Irish cloth, white and red, in the reign of king John was much used in England; and in the household expenses of Swinford, bishop of Hereford in 1290, an item occurs of Irish cloth for lining.
English weavers knew also how to work artificially designed and well-figured webs. In the wardrobe accounts of Edward the second is this item: “to a mercer of London for a green hanging of wool wove with figures of kings and earls upon it, for the king’s service in his hall on solemn feasts at London.” Such “salles,” as they were called in France, and “hullings” or rather “hallings” the name they went under here, were much valued abroad and in common use at home. Under the head of “Salles d’Angleterre” among the articles of costly furniture belonging to Charles the fifth of France, in 1364, one set of hangings is thus entered: “une salle d’Angleterre vermeille brodée d’azur, et est la bordeure à vignettes et le dedens de lyons, d’aigles et de lyepars.” Here in England, Richard earl of Arundel in 1392 willed to his dear wife “the hangings of the hall which was lately made in London, of blue tapestry with red roses with the arms of my sons,” etc.; and lady Bergavenny, after bequeathing her hullying of black, red, and green to one friend, left to another her best stained “hall.”

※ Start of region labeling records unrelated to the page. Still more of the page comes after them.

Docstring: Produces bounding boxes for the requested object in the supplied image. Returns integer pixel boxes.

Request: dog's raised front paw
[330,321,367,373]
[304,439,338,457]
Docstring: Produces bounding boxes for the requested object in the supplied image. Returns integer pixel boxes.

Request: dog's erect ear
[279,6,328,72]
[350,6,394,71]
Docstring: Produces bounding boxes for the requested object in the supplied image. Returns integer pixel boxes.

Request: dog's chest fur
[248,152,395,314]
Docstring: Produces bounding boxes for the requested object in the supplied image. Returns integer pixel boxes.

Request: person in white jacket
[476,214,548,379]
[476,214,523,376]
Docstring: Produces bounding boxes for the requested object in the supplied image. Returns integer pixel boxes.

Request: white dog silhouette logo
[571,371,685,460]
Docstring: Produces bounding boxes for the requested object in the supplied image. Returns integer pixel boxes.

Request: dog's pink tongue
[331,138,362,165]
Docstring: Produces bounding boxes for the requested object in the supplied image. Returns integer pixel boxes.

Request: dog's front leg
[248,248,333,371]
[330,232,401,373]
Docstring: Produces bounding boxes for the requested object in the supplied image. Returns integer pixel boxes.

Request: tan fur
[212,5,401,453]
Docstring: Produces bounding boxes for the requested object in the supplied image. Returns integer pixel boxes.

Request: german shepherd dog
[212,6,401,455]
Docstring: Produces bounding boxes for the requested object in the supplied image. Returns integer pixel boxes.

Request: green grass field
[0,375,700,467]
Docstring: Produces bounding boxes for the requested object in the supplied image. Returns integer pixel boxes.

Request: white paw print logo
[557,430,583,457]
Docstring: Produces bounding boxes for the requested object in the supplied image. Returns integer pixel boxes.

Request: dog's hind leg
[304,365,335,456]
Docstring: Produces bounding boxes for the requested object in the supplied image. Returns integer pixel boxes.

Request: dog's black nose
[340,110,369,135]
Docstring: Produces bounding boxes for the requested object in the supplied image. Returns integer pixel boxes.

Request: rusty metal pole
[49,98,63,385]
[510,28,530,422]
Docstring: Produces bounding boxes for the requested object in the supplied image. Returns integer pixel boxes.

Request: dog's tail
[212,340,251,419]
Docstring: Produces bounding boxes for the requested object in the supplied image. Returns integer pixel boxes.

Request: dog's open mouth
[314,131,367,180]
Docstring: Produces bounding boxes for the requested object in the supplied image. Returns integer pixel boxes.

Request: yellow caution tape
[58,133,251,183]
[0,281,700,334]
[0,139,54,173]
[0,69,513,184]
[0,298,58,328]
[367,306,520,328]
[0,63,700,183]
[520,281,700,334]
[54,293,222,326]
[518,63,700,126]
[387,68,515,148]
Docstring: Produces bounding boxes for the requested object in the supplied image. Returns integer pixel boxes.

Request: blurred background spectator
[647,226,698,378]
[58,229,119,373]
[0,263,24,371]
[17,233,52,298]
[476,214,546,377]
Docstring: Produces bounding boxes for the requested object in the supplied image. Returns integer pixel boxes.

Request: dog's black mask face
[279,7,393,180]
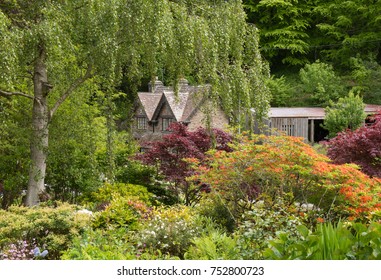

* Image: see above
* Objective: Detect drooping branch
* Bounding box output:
[49,65,93,118]
[0,89,34,100]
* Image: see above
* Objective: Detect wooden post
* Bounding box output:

Flemish textiles, at least of the less ambitious kinds such as napery and woollens, were much esteemed centuries ago; and our countryman Matthew of Westminster says of Flanders that, made from the material which we sent her, the wool, she sent us back precious garments. So important was the supply of wool to the Flemings in the fourteenth century that the check given to it by the wars between England and France at that time led to a special treaty between Edward the third and the burghers of the Flemish communes under the guidance of James van Artevelde.